It has emerged that many Kenyans are still hanging onto their feature phones. This has been the case for an extended period of time, but there are several factors why it has been so.
First of all, feature phones are cheap, and considering the purchasing power of locals is low, especially for smartphones, it would make sense why dumb devices still continue to appeal to them.
Secondly, there is a notable percentage of the population that doesn’t care about smartphones at all.
These are people who access news and entertainment services from other channels such as radio, newspapers, and TV, hence do not see the need for smart devices.
There are other trivial reasons too, such as the older generation that has little knowledge about digital services and is better served by their non-smart devices.
Now, the Communications Authority of Kenya (CA) has the new numbers for the 2022/23 Financial Year, which ended in September 2022. According to the ICT watchdog, there are 60.7 million mobile phone devices that are connected to mobile networks.
Out of these, nearly 33 million of them are feature phones. Smartphones stand at 27.9 million.
This also means that the penetration rate for feature phones and smartphones is now at 66.5 percent and 56.4 percent, respectively.

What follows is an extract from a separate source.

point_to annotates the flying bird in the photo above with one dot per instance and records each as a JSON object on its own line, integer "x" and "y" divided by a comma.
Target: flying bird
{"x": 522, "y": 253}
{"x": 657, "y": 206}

Nonetheless, there are several programs that have been put in place to ensure that as many Kenyans have access to affordable smartphones. Safaricom, for instance, sells Neon devices, which costs from KES 3500 or thereabouts. The phones are packed with Android Go version, which is light enough thanks to the devices’ pedestrian specs. They also have features such as 4G connectivity, which makes sense because Safaricom leads the pack in terms of 4G coverage at 97 percent.
The Lipa Mdogo Mdogo program has also been picked up by Safaricom too. It allows users to pick devices of their choice; they pay a deposit and clear the rest of the bill under daily installments that are as low as KES 20.
President Ruto has also mentioned that Kenya should be able to locally manufacture a device, which should also be cheap for locals. There are no concrete plans that have been given as far as this program is concerned, but we are certain details will be given soon.